Silke Liebert, 52, Erzieherin und Heilpädagogin, Leiterin der Kita "Schwalbennest" in Falkensee (bei Berlin), aktiv in der ver.di-Fachgruppe Sozial- und Erziehungsdienst

Die Arbeit hier ist absolut mein Ding. Das war schon lange mein Lebenstraum, eine so große Einrichtung zu leiten, deshalb habe ich mich vor zwei Jahren, mit 50, auch bei der Stadt beworben. Leiterin bin ich schon seit vielen Jahren gewesen, aber das waren vorher immer kleinere Kindergärten.

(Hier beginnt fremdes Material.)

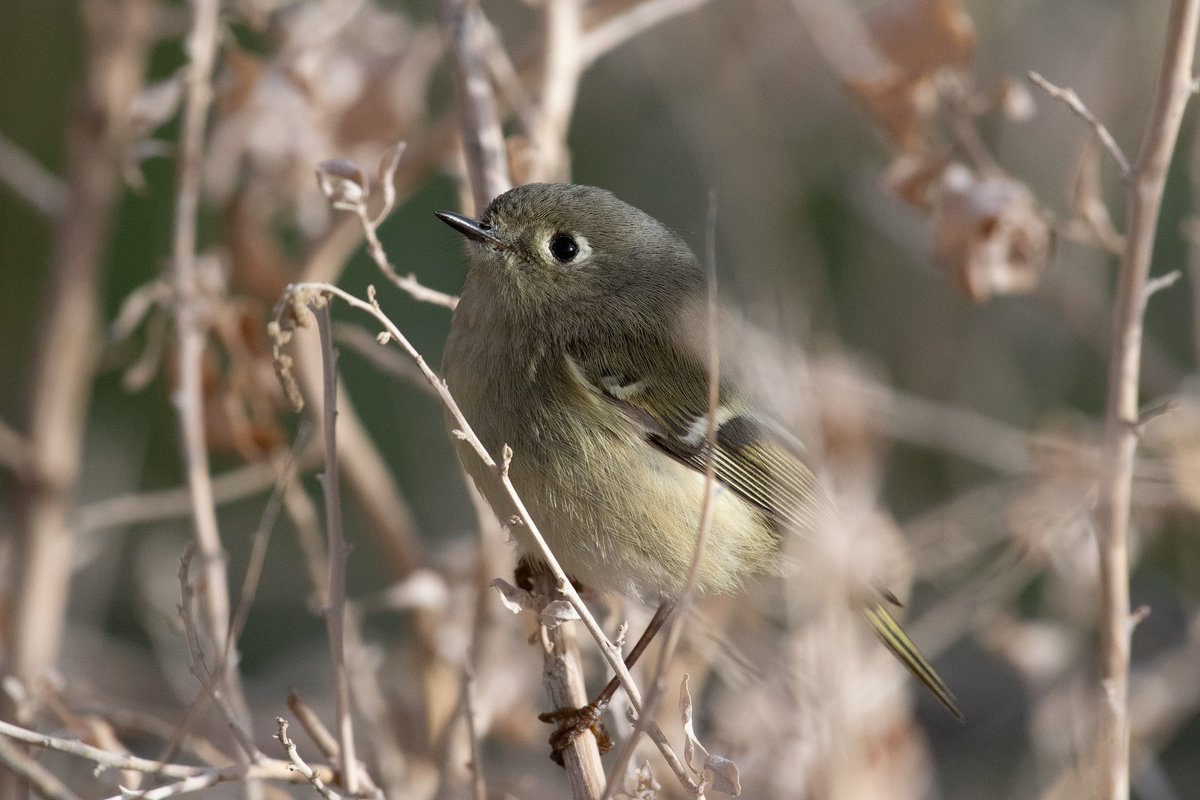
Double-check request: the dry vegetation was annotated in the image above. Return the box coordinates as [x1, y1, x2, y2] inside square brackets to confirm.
[1, 1, 1199, 798]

2012 habe ich also bei der Stadt Falkensee ein Auswahlverfahren durchlaufen, mit einem Test und einer Hausarbeit über ein Kita-Projekt zu Umweltfragen. Ich habe meine Bewerbung seitdem noch nicht eine Minute bereut. Die Arbeit mit so vielen verschiedenen Menschen macht mir Spaß, mit Eltern, Erzieherinnen und Erziehern, Küchenkräften. Vor allem aber mit den Kindern. 105 haben wir, in sechs Gruppen. Eine Erzieherin pro Gruppe, das ist zu wenig, da werde ich als Springer ständig gebraucht. Kein Tag ist wie der andere. Ich gehe rein, wo ich gebraucht werde. Heute früh kam die Nachricht, dass eine Kollegin krank ist. Jetzt muss ich den Dienstplan ändern, gute Lösungen für die Kinder finden. Für einen reibungslosen Ablauf sorgen.

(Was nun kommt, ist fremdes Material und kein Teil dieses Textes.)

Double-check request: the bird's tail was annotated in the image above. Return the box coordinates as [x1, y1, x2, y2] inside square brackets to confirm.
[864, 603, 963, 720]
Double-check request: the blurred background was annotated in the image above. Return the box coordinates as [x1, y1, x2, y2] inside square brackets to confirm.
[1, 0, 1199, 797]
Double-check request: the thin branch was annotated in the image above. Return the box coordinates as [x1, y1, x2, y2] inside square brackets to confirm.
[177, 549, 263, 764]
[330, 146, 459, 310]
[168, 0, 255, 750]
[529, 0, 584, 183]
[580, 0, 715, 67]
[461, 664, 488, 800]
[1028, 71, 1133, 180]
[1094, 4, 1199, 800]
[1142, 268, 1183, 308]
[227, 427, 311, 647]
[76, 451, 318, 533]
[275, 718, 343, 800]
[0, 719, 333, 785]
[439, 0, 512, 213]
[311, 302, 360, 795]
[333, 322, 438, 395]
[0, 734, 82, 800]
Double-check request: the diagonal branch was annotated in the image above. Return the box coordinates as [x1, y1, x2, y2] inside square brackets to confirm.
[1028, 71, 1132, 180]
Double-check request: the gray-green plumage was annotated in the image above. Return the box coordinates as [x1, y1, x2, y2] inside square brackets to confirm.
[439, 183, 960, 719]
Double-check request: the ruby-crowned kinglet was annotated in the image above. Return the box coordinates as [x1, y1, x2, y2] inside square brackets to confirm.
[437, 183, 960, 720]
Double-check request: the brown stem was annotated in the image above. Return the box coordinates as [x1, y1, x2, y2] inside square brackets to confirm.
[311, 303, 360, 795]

Rein rechnerisch habe ich eine 40-Stunden-Woche. In Brandenburg stehen mir nur zehn Stunden davon für die Leitungsarbeit zu. Das reicht natürlich nicht, dafür ist viel zu viel zu tun. Den größten Teil meiner Arbeitszeit verbringe ich in den Gruppen. Ich mache Früh- oder Spätdienst, Urlaubs- oder Krankheitsvertretung. Gestern war ich ab halb acht bei den Kindern, habe die ersten empfangen. Um neun gehe ich immer durchs Haus, das ist mein tägliches Ritual. Dann sind alle Erzieherinnen da, ich begrüße sie und horche, was sie für den Tag planen und wie es ihnen geht. Das ist mir bei ihrer hohen Belastung wichtig. Die Frage ist immer: Wie kann ich helfen?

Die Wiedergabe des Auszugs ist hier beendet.